Should I worry about being scammed?
Do people make face tickets to sell?

I am supposed to meet to buy them @ 5 so hopefully some of you chime in before then.

Thanks, 
Nathan H.


----------



## feats of strength

check his ID..address and any other way to harrass him if you get screwed.

We could put together a buzzards task force to hit scammers. Imagine the flury of power paws to the face!

Cheers,
Marc


----------



## glenn

Meet them at the mountain and pay for the first day only until you get at least 1 ticket verified as good to .


----------



## Buckrodgers

Well, I can't vouch for other random people, but I have sold my loveland 4 pack leftovers on Craigslist the last couple of years and I wasn't scamming anyone...


----------



## Theophilus

I've bought plentyy of tickets on CL, but I went to their house to get them and not some back alley. 

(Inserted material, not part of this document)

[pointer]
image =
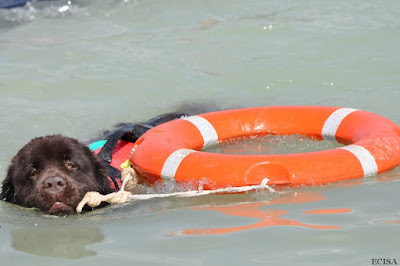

People who don't ski often get comp'd tickets and sell them on CL.


----------



## NathanH.

Hey Everyone,
Went ahead and bought 6 tickets for 150$. Pretty good deal to get my girlfriend on the slopes with me. Anyways I made sure to get an ID and license plate #.

Will hopefully follow-up Sunday with a had a great day on the mountain post and not a SCAM! post.

Thanks again,
Nathan H.


----------



## DanOrion

They should have a slightly bitter, chemical taste.


----------



## BoscoBoater

If craigslist makes you nervous, you could try liftopia....

Discount Lift Tickets - Buy Ski Deals and Ski Lift Tickets Online

Sometimes their prices are great.


----------



## lmyers

I know your set now Nathan, but for anyone else interested in some good deals on Monarch tickets check out Tom Martino's ski deals:
KDVR/KWGN : Winter Ski Deals

$28 lift tickets, but only 145 of them left...


----------



## whip

*oh yeah*

ordered mine!


----------



## NathanH.

Tickets worked great! Snow was really coming down when I pulled out of the lot, tomorrow may be a great day to be on the slopes.

Thanks for all the replies.


----------